Hujara sitzt zwischen allen Stühlen
Ein Sieg auf der Streif, das ist in der Alpin-Szene eine Art Ritterschlag. Weil die Streif als eine der schwierigsten Strecken der Welt gilt, und weil auf der Streif schon so viele Rennläufer lebensgefährlich verletzt wurden. Wann immer so ein Unglück geschieht, wollen die Leute wissen, warum es geschehen ist, sie fordern Konsequenzen, sie suchen nach einer Ursache, nach etwas oder nach jemandem, den sie dafür verantwortlich machen können, und viele landen dabei irgendwann bei Günter Hujara.
Hujara ist der Renndirektor des Internationalen Skiverbands, er hat mit den lokalen Organisatoren dafür zu sorgen, dass die Piste für alle zu bewältigen ist, und zugleich dafür, dass die Rennen attraktiv sind, für die Fans, fürs Fernsehen, für die Fahrer, für die Sponsoren. Mit anderen Worten: Hujara sitzt zwischen allen Stühlen. Im Fall Grugger stellte er schnell klar, dass für den Sturz nicht die Strecke, sondern ein Fahrfehler ausschlaggebend gewesen sei. Und wies darauf hin: „Wenn wir mindestens zehn Sekunden langsamer sind als der Rekord auf der Strecke, haben, glaube ich, alle Maßnahmen, die wir getätigt haben, um das Tempo zu kontrollieren, auch gegriffen.“
In der Tat: Es gibt in diesem Fall keine einfachen Lösungen - abgesehen von der, überhaupt nicht mehr auf der Streif zu fahren. Was es gibt, sind einfache Erklärungen, vorzugsweise die vom Restrisiko, das immer bleibt. Darum geht es aber gar nicht. Dass sich ein Restrisiko genauso wenig ausschließen lässt wie beim Autofahren oder beim Treppensteigen, heißt ja nicht, dass man überhaupt nichts zu tun braucht. Reduzieren lässt sich das Risiko allemal - wie im Weltcup schon geschehen, durch kilometerlange Gleitzäune, Auffangzäune und Hochsicherheitsnetze oder in Kitzbühel durch die Entschärfung des Zielsprungs.

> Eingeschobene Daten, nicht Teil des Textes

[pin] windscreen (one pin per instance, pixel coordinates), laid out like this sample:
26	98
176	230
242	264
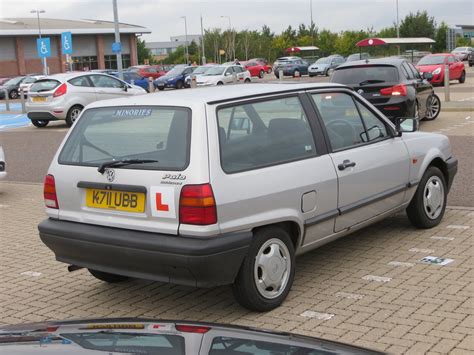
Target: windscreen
360	75
44	85
431	60
158	134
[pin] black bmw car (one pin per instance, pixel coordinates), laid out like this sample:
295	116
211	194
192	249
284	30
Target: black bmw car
393	85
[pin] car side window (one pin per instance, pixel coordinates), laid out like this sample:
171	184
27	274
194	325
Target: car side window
259	134
375	129
342	120
80	81
102	81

Die Kopfverletzungen häufen sich
Die Frage ist: Reicht das? Die beiden Erstplazierten des Super-G-Rennens in Kitzbühel am Freitag, der Kroate Ivica Kostelic und der Österreicher Georg Streitberger, kritisierten, dass der Sprung an der Mausefalle zu gefährlich sei. Nicht immer lässt sich der Verlauf einer Strecke beliebig verändern, doch es gibt auch andere Wege. Der Norweger Aksel Lund Svindal sprach, mit Blick auf die Sicherheitstechnologie im Motorradsport, über mögliche Verbesserungen bei der persönlichen Ausrüstung, mehr als den Helm, den Rückenprotektor und die millimeterdünnen Rennanzüge, in denen die Fahrer derzeit unterwegs sind.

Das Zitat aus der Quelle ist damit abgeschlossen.